Bob Dylan ha vuelto a Granada este miércoles 17 años después de su primera visita.

Enrique Alcina

Bob Dylan, con la fresquita. “Música en los cafés, revolución en el aire”. Bob Dylan vuelve a Andalucía, con el pasado pegado a sus talones. Brilla el sol ajusticiado “early in the morning” en Granada y Córdoba. El señor sabe que ha tenido que pagar lo suyo para seguir adelante, tocar fondo y volver a intentarlo.
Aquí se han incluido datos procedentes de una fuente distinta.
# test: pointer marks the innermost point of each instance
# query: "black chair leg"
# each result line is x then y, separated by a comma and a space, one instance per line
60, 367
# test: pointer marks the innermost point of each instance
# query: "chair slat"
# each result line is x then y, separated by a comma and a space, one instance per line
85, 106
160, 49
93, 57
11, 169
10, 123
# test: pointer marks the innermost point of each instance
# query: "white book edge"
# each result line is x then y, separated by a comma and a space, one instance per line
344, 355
Juguemos con un par de piezas que suenan estos días en la gira interminable del juglar: “Tangled up in blue” y “Simple twist of fate”.
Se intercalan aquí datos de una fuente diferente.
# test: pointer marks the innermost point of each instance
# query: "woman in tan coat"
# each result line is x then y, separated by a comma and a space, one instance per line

Atrapados en el eco de las palabras huecas y en permanente porfía con los bruscos giros del destino. Dylan viene a vernos, maqueón y siempre joven, a sus 74 años. La primera vez que cantó en España tenía 43 años, así que no podemos fardar de haber intimado con el trovador con carita de Errejón, razón de más para descartar topicazos y leyendas de cartón piedra. Dylan no llega para reverdecer presuntos laureles, ni a copiar y pegar clásicos de su historial, ni siquiera viene a presentar su último disco. No hagan caso a los wikipédicos. Dylan viene a vernos, ¿sabes cómo te digo?
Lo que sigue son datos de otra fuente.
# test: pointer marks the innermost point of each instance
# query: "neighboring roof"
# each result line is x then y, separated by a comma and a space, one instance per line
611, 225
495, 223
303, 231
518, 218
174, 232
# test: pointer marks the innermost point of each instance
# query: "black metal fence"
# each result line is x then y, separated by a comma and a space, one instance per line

“Siempre hemos sentido lo mismo, pero desde un punto de vista diferente”. El poeta que no quiso erigirse en voz de generaciones a ambos siglos de la carretera suele pasear de incógnito por las ciudades que asoman. ¿Qué pintaría Bob en la Alhambra o la Mezquita? Un tipo escueto tocado, pelo de estropajo, mirada esdrújula, rimas en los bolsillos, capaz de sentarse en un parque a la caída de la tarde, a la vera de su otro yo, chispazos de soledad mutua.

Cuentan que el cantante equidistante, a veces, se deja querer por alguna familia desconocida y comparte charla y café con gente que nunca volverá a decir jamás. Dylan no es el único que huye de tal modo de la maldita fama, incluida la mala fama de huraño. El eterno Frank Zappa relata en sus memorias que, una noche en Estocolmo, un chaval le pidió, tras la función, que le acompañase a su casa. Era el cumpleaños de su hermano chico y le hacía mucha ilusión que Frank Zappa trepase por la enredadera hasta encaramarse en su ventana y darle un susto de muerte. Dicho y hecho. Lo pasaron de miedo.

Así que vaya con mil ojos, al loro, mire bien cuando arroje una moneda en la taza de un ciego, sepa que las ventanas abiertas de par en par producen un vacío enorme y que hay personas inciertas que sostienen que es pecado saber y sentir demasiado. Las canciones de Dylan caminan como almas gemelas. Unas nacieron en primavera y otras demasiado tarde, fuera de tiempo. Dylan no recurre a los años sesenta, arrima al público a cierto desconcierto con nuevas canciones y canciones que parecen nuevas. Dylan no tiene arreglo, por así decirlo, sino un monumental repertorio en desacuerdo. No obstante, tal vez para contentar a los maestros de lengua y literatura, admite aún en voz alta un montón de preguntas sin respuesta. El viento canta con él entre líneas.

Nuestro amigo Bob ama a Picasso y a Lorca. El mundo ya no vende pañuelos. Poeta en Nueva York, pintor en París, rockero en Granada. Estos días no serán cualquiera cosa. Dylan conoce al dedillo los tiempos de ruptura. Los andaluces recordamos con precisión algunos de sus versos claroscuros, sus mejores y sus peores noches: la lección que impartió en Málaga en el 99, el fiasco de Sevilla en el 91, el blues por bulerías en Jerez de la Frontera, hace siete años. Otro Dylan es posible.